A recent series of court cases provides a good example of why tire companies as a group are so determined to get laws passed to limit product liability litigation.
The first is a settlement by Goodyear of a lawsuit the company lost and was appealing to the Mississippi Su-preme Court. The case was about a driver who was killed and two passengers injured in an accident caused by a tire blowout on a Camaro Z29.
The tire was within warranty and speed-rated to 112 mph, the court declared. That swayed the jury, instead of the facts that the driver's blood-alcohol content was triple the legal limit, the car was traveling at 92 mph, none of the car's occupants was wearing a seat belt, and a Goodyear expert witness stated the tire had a puncture.
A jury in a motor home accident in Florida also ruled against Goodyear. A front tire separated, and driver lost control and three people were seriously injured.
The plaintiffs' lawyers argued the tire wasn't good enough to use on the motor home, and perhaps that's what convinced the jury to vote against the company. They didn't consider several facts to take precedence: the driver didn't hook up supplemental brakes on a vehicle he was towing, he ignored a vibration in the steering wheel and—figure this one out—he was getting out of the driver's seat while the motor home was traveling at highway speeds, according to Goodyear.
Also in Florida, Cooper Tire is a defendant in a recently filed lawsuit over a tragic Ford Explorer rollover accident that killed four teenagers and injured four others. The plaintiffs claim tread separation on a Cooper tire caused the driver to lose control.
Among the facts in the case: There were nine passengers crammed into the five-passenger Explorer, and only the 16-year-old driver—who is facing charges for driving without a license—was wearing a seat belt.
Is Cooper the bad guy on this, or Ford, or the tire and auto dealers who also are defendants? This case is in South Florida, renown for its plaintiff-friendly juries in product liability cases. Cooper will need some good lawyering.
Cooper won't need the two lawyers who handled a motorcycle tire case in Illinois for Goodyear. The attorneys for Goodyear and Dunlop Tires couldn't convince a judge of the company's lack of culpability, and the defendants settled.
A tire on the bike deflated and caused the accident.
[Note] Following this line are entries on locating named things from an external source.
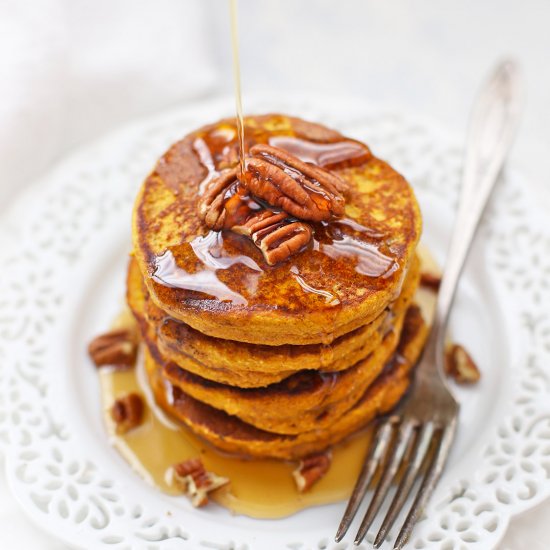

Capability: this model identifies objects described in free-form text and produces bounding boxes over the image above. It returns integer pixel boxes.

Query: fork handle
[430,60,522,362]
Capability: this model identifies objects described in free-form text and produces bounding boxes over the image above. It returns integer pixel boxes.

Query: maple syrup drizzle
[229,0,245,177]
[268,136,370,168]
[99,356,371,518]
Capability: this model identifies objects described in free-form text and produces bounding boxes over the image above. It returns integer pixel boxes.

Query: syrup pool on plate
[100,352,378,518]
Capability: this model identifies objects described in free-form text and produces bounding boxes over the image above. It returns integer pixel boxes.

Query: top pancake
[133,115,421,345]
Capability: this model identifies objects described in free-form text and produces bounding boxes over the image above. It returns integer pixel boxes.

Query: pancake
[146,304,405,434]
[132,115,421,346]
[127,258,420,388]
[145,306,427,459]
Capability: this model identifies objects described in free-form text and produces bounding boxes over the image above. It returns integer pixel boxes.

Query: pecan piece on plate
[242,144,347,222]
[111,393,143,435]
[88,328,138,368]
[445,344,481,384]
[198,167,259,231]
[292,452,332,493]
[233,210,313,265]
[171,458,229,508]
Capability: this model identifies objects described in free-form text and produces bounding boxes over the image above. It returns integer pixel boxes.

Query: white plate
[0,97,550,550]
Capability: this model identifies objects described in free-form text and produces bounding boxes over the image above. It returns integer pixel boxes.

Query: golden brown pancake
[145,306,427,459]
[132,115,421,346]
[146,304,405,434]
[127,259,420,388]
The extenuating circumstances: the bike was overweighted, carrying luggage and two people who each weighed more than 260 pounds; a friend warned them she smelled burning rubber and their rear tire was deflated; and the couple wore plastic helmets that weren't DOT-approved, and actually carried a warning they were novelty, not safety, items.
Goodyear/Dunlop is suing their lawyers for incompetence.